Feature	Competitive (Reversible)	Noncompetitive
Resemble Substrate?	Yes	No
Bind Active Site?	Yes	No (Allosteric site)
Overcome by $\uparrow [S]$ ?	Yes	No
Effect on $V_{max}$	Unchanged	Decreased ( $\downarrow$ )
Effect on $K_m$	Increased ( $\uparrow$ )	Unchanged
Pharmacodynamics	$\downarrow$ Potency	$\downarrow$ Efficacy

Activity:

4. Irreversible Competitive Inhibition

Irreversible competitive inhibitors bind covalently to the active site. Because they cannot be displaced by substrate, they behave kinetically like noncompetitive inhibitors.

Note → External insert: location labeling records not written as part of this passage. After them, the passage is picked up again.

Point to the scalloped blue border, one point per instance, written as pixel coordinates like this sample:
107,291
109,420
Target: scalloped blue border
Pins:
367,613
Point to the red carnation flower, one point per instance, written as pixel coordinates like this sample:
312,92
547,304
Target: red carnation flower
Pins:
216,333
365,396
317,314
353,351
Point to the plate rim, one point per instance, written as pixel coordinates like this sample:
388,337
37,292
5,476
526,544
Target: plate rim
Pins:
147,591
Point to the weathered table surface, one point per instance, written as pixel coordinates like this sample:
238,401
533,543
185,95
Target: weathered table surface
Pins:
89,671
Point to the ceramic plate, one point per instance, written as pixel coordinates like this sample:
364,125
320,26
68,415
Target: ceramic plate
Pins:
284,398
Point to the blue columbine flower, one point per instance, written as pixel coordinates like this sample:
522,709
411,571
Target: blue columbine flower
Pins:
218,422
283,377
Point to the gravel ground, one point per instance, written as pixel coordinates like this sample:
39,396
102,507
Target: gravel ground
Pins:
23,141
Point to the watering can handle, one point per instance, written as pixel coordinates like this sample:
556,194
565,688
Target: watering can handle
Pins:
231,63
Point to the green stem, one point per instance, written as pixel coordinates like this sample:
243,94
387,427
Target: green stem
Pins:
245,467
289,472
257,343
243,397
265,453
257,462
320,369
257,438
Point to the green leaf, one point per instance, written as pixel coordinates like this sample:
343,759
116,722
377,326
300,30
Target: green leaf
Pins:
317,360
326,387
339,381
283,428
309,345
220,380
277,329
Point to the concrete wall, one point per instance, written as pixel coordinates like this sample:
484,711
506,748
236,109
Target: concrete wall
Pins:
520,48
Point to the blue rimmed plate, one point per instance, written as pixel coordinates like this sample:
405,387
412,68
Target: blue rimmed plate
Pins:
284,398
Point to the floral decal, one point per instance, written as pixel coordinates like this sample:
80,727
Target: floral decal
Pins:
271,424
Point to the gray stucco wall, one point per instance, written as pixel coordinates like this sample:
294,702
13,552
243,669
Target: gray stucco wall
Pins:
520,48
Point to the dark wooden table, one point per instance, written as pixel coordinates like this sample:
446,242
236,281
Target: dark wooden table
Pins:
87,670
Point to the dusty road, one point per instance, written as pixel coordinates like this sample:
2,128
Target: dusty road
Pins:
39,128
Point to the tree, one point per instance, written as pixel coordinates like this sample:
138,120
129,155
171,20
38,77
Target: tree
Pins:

Parameter	Change	Reasoning
$V_{max}$	Decreased ( $\downarrow$ )	Reduces the effective number of available enzymes.
$K_m$	Unchanged	The remaining free enzymes have normal affinity.
Pharmacodynamics	$\downarrow$ Efficacy	The maximal effect of the drug/enzyme is lowered.

Activity:

High-Yield Clinical Pearls:

Kompetitive Inhibitors: Remember that Kompetitive inhibitors increase Km. On a Lineweaver-Burk plot, the lines will cross at the Y-axis (same $V_{max}$ ).
Noncompetitive Inhibitors: These do not cross at the Y-axis because the $V_{max}$ is different. They look like they are “pinched” together at the X-axis (same $K_m$ ).
Statins: A classic clinical example of reversible competitive inhibitors of HMG-CoA reductase.